|seriously, how does this happen?|
so this week for world wide wednesdays, we're going to look at these two and pose the obvious question: are chile and argentina really so different that they just had to be two separate nations? or are they just trying to fool us?
|buenos aires, argentina|
- both are former spanish colonies and as a result, both are spanish-speaking
- both were partially conquered by the incas
- both gained independence from spain at around the same time: chile declared independence in 1810, but did not achieve a decisive victory over the spanish until 1818, whereas argentina seceded as part of the united provinces of the rio plata in 1816 [but didn't exist as "argentina" until the early 1860s, following an extended period of civil war].
- both score "very high" on the human development index- the two highest in south america [only one other latin american country is rated as very high- cuba]
- both are heavily urbanized, with around 90% of the population of each country residing in an urban zone
- both are signatories to the 1989 indigenous and tribal peoples convention- the only binding international law relating to indigenous persons [side note :: only 22 countries have ratified the convention, including spain, the netherlands, and nepal, but not including canada, the united states, australia, new zealand, or russia.]
- both are at or nearing the tipping point of becoming an aging population, with declining birth rates and medical advances extending life expectancy.
- both had brutal right wing dictatorships [backed by the united states and their allies], argentina in the 1970s and chile from 1973-90
argentina seems to have been the first to host a human population, with some artifacts dating back to the paleolithic [and, incidentally, causing all manner of problems for the prevailing theory on the timeline for the settling of the americas], but the area was sparsely populated and different groups had little to do with one another.
chile, on the other hand, was settled later, but by about 600bce, had a group entrenched in the southern part of the country called the mapuche who were a pretty fearsome lot. how fearsome? they stopped the incas progress in its tracks and, indeed, repelled the spanish. only after their population suffered a sharp and massive decline [historian ward churchill estimates it feel from roughly half a million to twenty-five thousand] were the spanish able to start incorporating their territories. in fact, the mapuche continue to be fearsome opponents, serving as a voice of conservation of chilean forests and forcing american giant home depot to revise its import policies in order to ensure that the natural ecosystems and the industry itself were protected. mapuche activists have also been prosecuted under anti-terrorism laws in recent years.

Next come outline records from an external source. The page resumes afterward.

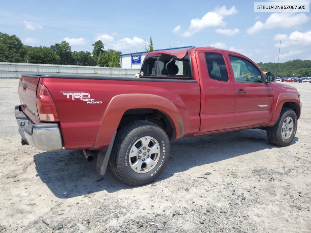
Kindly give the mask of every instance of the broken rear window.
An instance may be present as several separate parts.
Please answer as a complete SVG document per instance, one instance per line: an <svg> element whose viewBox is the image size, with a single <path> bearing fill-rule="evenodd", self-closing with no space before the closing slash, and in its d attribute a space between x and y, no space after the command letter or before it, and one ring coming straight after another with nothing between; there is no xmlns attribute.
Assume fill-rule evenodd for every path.
<svg viewBox="0 0 311 233"><path fill-rule="evenodd" d="M189 57L179 59L169 56L146 58L144 62L140 77L191 78L189 59Z"/></svg>

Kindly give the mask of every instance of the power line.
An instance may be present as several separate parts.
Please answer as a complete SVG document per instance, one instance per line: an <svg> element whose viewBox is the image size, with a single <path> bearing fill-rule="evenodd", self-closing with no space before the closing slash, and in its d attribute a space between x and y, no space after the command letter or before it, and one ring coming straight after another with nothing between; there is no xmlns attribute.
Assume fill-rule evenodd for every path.
<svg viewBox="0 0 311 233"><path fill-rule="evenodd" d="M46 35L47 36L55 36L56 37L59 37L59 38L63 38L63 37L62 37L62 36L55 36L55 35L51 35L51 34L46 34L46 33L43 33L42 32L35 32L35 31L31 31L31 30L27 30L27 29L23 29L22 28L19 28L16 27L13 27L13 26L9 26L9 25L4 25L4 24L0 24L0 25L2 25L2 26L6 26L7 27L11 27L11 28L16 28L16 29L19 29L20 30L23 30L24 31L28 31L31 32L33 32L33 33L38 33L39 34L42 34L43 35ZM78 39L76 39L75 38L72 38L72 39L77 40L79 40L80 41L80 40ZM86 42L86 43L92 43L92 42L88 42L88 41L85 41L84 42Z"/></svg>
<svg viewBox="0 0 311 233"><path fill-rule="evenodd" d="M1 16L2 17L4 17L5 18L7 18L8 19L10 19L13 20L16 20L17 21L20 21L21 22L24 22L25 21L23 21L23 20L18 20L18 19L13 19L12 18L10 18L10 17L7 17L6 16L3 16L3 15L0 15L0 16ZM85 36L88 36L89 37L91 37L92 38L93 38L94 37L92 36L90 36L90 35L85 35L85 34L81 34L81 33L77 33L76 32L70 32L70 31L65 31L65 30L62 30L61 29L57 29L57 28L53 28L50 27L47 27L47 26L42 26L42 25L41 25L40 24L37 24L34 23L31 23L31 22L28 22L28 21L27 21L27 23L29 23L29 24L33 24L34 25L36 25L37 26L39 26L40 27L43 27L46 28L49 28L50 29L53 29L53 30L58 30L58 31L63 31L63 32L69 32L69 33L73 33L74 34L77 34L78 35L81 35Z"/></svg>
<svg viewBox="0 0 311 233"><path fill-rule="evenodd" d="M5 25L5 24L0 24L0 25L2 25L2 26L6 26L6 27L9 27L12 28L15 28L15 29L19 29L20 30L23 30L24 31L27 31L30 32L33 32L33 33L38 33L38 34L42 34L43 35L47 35L47 36L54 36L54 37L58 37L59 38L62 38L63 39L64 39L63 37L63 36L56 36L56 35L51 35L51 34L46 34L46 33L42 33L42 32L35 32L35 31L31 31L31 30L27 30L27 29L23 29L22 28L17 28L17 27L13 27L13 26L9 26L9 25ZM76 40L79 40L79 41L80 41L80 40L78 39L76 39L75 38L72 38L71 39ZM84 41L84 42L85 42L86 43L91 43L92 44L93 44L93 42L90 42L90 41ZM48 42L48 43L50 43L50 42ZM81 47L81 48L82 48L82 47ZM131 48L144 48L143 47L131 47Z"/></svg>
<svg viewBox="0 0 311 233"><path fill-rule="evenodd" d="M34 17L34 16L33 16L33 15L29 15L29 14L26 14L24 12L23 12L22 13L21 13L20 12L19 12L19 12L16 12L16 9L14 9L14 10L12 10L12 9L10 9L10 10L11 10L12 11L14 11L15 13L16 14L21 14L22 13L23 14L25 15L27 15L27 16L31 16L32 17ZM6 17L6 16L4 16L4 17ZM35 16L35 17L37 17L37 18L38 18L39 19L40 19L42 20L42 18L39 18L39 17L38 17L38 16ZM7 17L8 18L8 17ZM54 22L54 20L49 20L49 19L45 19L45 20L47 20L47 21L51 21L51 22ZM77 25L75 25L74 24L68 24L68 23L65 23L65 22L62 22L62 24L66 24L67 25L69 25L70 26L72 26L72 25L77 26ZM40 26L41 26L41 25L40 25ZM80 28L84 28L85 29L87 29L88 30L89 30L90 29L91 29L92 30L93 30L94 31L97 31L99 32L102 32L102 31L100 31L100 30L97 30L97 29L95 29L95 28L85 28L85 28L82 27L80 25L79 26L79 27L80 27Z"/></svg>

the vast majority of the populations of both chile and argentina are of european extraction and are racially caucasian, but in chile, there was a much greater tendency for immigrants to mingle with the indigenous locals, meaning that the vast majority of the population has a mix of european and amerindian genetics. there are some estimates that chile is about equally split between european and indigenous heritage, but it's rarely one or the other. in argentina, while there are certainly amerindian ethnic groups, the waves of european immigrants from spain, italy, russia, wales and other places overwhelmed the indigenous population. certainly, there are people with significant amerindian heritage, but argentinians are more likely to look like europeans. chileans often have the dark hair and eyes, broad, flat cheekbones, and high foreheads typical of amerindians, whereas it's not odd to find argentinians who are fair with light colouring. [side note :: the transnational divide is weaker in the southern extremity of both countries, where the mapuche have been less concerned with enforcing the border and even further to the south, which was largely unexplored and unsettled. in fact, argentina and chile have had ongoing disputes over the exact placement of the southern border, and over their roles in the management of adjacent antarctica. ownership of patagonia and the tierra del fuego has been contentious for over a hundred years and numerous treaties have only been able to maintain a tense stalemate.]
here's a quick look at what i mean. here are three well-known chileans:
|singer victor jara [murdered by the pinochet regime]|
|author isabelle allende- fair, but look at the bone structure|
|footballer alexis sanchez. you're welcome.|
|footballer lionel messi|
|actor rodrigo guirao diaz|
|and of course, eva peron|
chile also has a much more threatening geography, being located on the pacific "ring of fire" that can bring catastrophic earthquakes to japan and california. in fact, the largest magnitude earthquake in recorded history, a literally earth-shattering 9.5 on the richter scale, struck valdivia chile in 1960. [side note :: chile can thank its centralized population for the fact that the valdivia quake doesn't come close to being the most deadly in history- valdivia was not a major centre- but it still caused a billion dollars in damage.]
argentina feels earthquakes, some of them serious, but they are sheltered from the worst the ring of fire has to offer.
the final verdict? the world's third longest shared border, a common language and similar histories before modern times does not a single nation make. chile and argentina exhibit significant differences that date back to pre-colonial times and leave them distinct in terms of genetics and political culture and their proximity belies a geological schism that goes beyond what's experienced in north america. so yes, while it might look a little strange to have a narrow strip of land form a separate country along the spine of a much larger neighbour, it is sensible and even required.
you can see the spirit of competition between the two nations on display this weekend as chile and argentina face off in the final of the cope america. chile is the host, while argentina are the heavy favourites to win.